Intelligence en solde : braderie finale avant extinction programmée
Il fut un temps — pas si lointain — où l’intelligence était une qualité. Une vraie.

On la respectait, on l’encadrait même. Parfois, on lui construisait des bibliothèques. Aujourd’hui, elle gêne. Elle fait tache dans un monde qui vénère l’algorithme, la punchline, et les vidéos de 6 secondes où quelqu’un se prend une planche de paddle dans l’entrejambe. (Spoiler : c’est toujours drôle, mais passons.)
On ne sait plus très bien quoi faire de notre intelligence collective. Elle traîne comme un vieux meuble encombrant dans le grenier de l'humanité. On la dépoussière vaguement quand il s'agit de créer un vaccin en urgence ou de gagner un prix Nobel, mais le reste du temps, on la garde en sourdine, de peur qu’elle ne dérange.
L’intelligence ? Oui, mais pas trop fort s’il vous plaît.
Prenez n’importe quelle conversation en société : il faut paraître informé, surtout ne pas être trop intelligent. Donner l’illusion d’avoir lu un article, mais surtout pas le livre. Faut pas exagérer. Dans les dîners entre amis, celui qui cite Montaigne, Spinoza ou Simone Weil, on l’évite comme une publicité YouTube non skippable. On préfère celui qui raconte sa cure de jus de céleri ou son dernier burnout reconverti en podcast.
Soyons honnêtes : on est une civilisation qui préfère les influenceurs aux professeurs, les tweets aux thèses, et les “j’ai entendu quelque part que…” aux faits. L’intelligence est devenue suspecte. Elle sent le vieux, le poussiéreux, le non-rentable. Et surtout, elle ne clique pas.
Le règne du vide chic
On nous vend du développement personnel, des affirmations positives, des vibrations hautes et du coaching de vie. On vous répète que vous êtes déjà parfait, que votre vérité vaut bien celle de la science, et qu’il suffit de “s’aligner énergétiquement” pour que tout aille mieux.
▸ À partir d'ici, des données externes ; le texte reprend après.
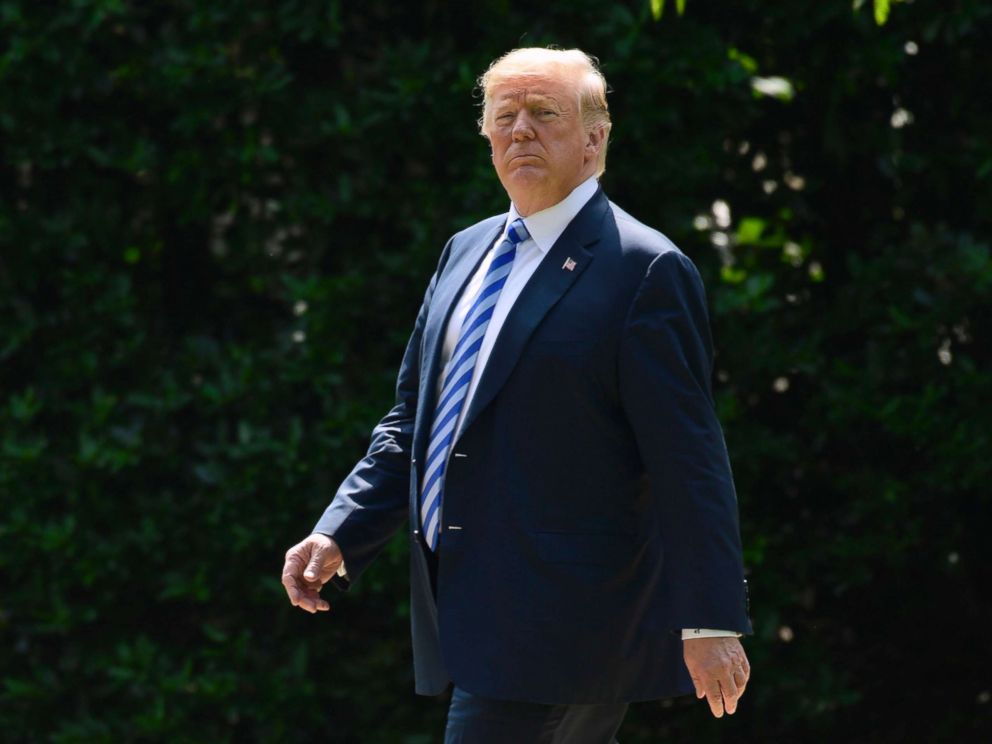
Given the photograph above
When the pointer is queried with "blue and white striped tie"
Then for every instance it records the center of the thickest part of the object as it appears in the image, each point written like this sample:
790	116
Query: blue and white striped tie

Évidemment, pendant ce temps, la planète chauffe, les démocraties suent, et les cerveaux se liquéfient doucement, un TikTok à la fois.
Mais tout va bien : il y a une promo sur les cristaux de quartz.
On régresse, mais avec panache
On pourrait s’en sortir. Collectivement. Si on mettait ne serait-ce que 1% de l’énergie qu’on utilise à comparer des prix de téléphones dans l’éducation, la lecture, la réflexion, ou les débats d’idées, on serait déjà en train de discuter de Kant dans les files d’attente de chez Lidl. Mais non.
On préfère s’écharper dans les commentaires de Facebook pour savoir si la Terre est plate, si le vaccin contient des antennes 5G, ou si on peut guérir l’anxiété avec du kombucha et un bain de pleine lune.
✍️ Alors on écrit.
Parce qu’on n’a pas trouvé mieux. Parce qu’écrire, c’est résister. C’est poser des mots dans un monde qui crie des bruits. C’est semer quelques graines de lucidité, d’humour, de poésie, dans un champ labouré par la pub, les mèmes, et les débats stériles. C’est dire doucement, mais fermement : je ne suis pas d’accord, et voici pourquoi.
Scribis.net, Substack, ou n’importe quel autre radeau dans l’océan numérique, c’est notre cabane en bois face au tsunami. On écrit parce qu’on n’a pas envie de devenir bête. On écrit pour se souvenir. Pour rire aussi. Parce que quitte à sombrer, autant le faire en citant Camus et en rigolant du fond du gouffre.
Abonnez-vous. Ou pas.
Mais si vous êtes encore là, à lire ces lignes, c’est que tout n’est pas perdu. Peut-être qu’on peut encore sauver deux ou trois neurones. Ou au moins rigoler ensemble avant la fin.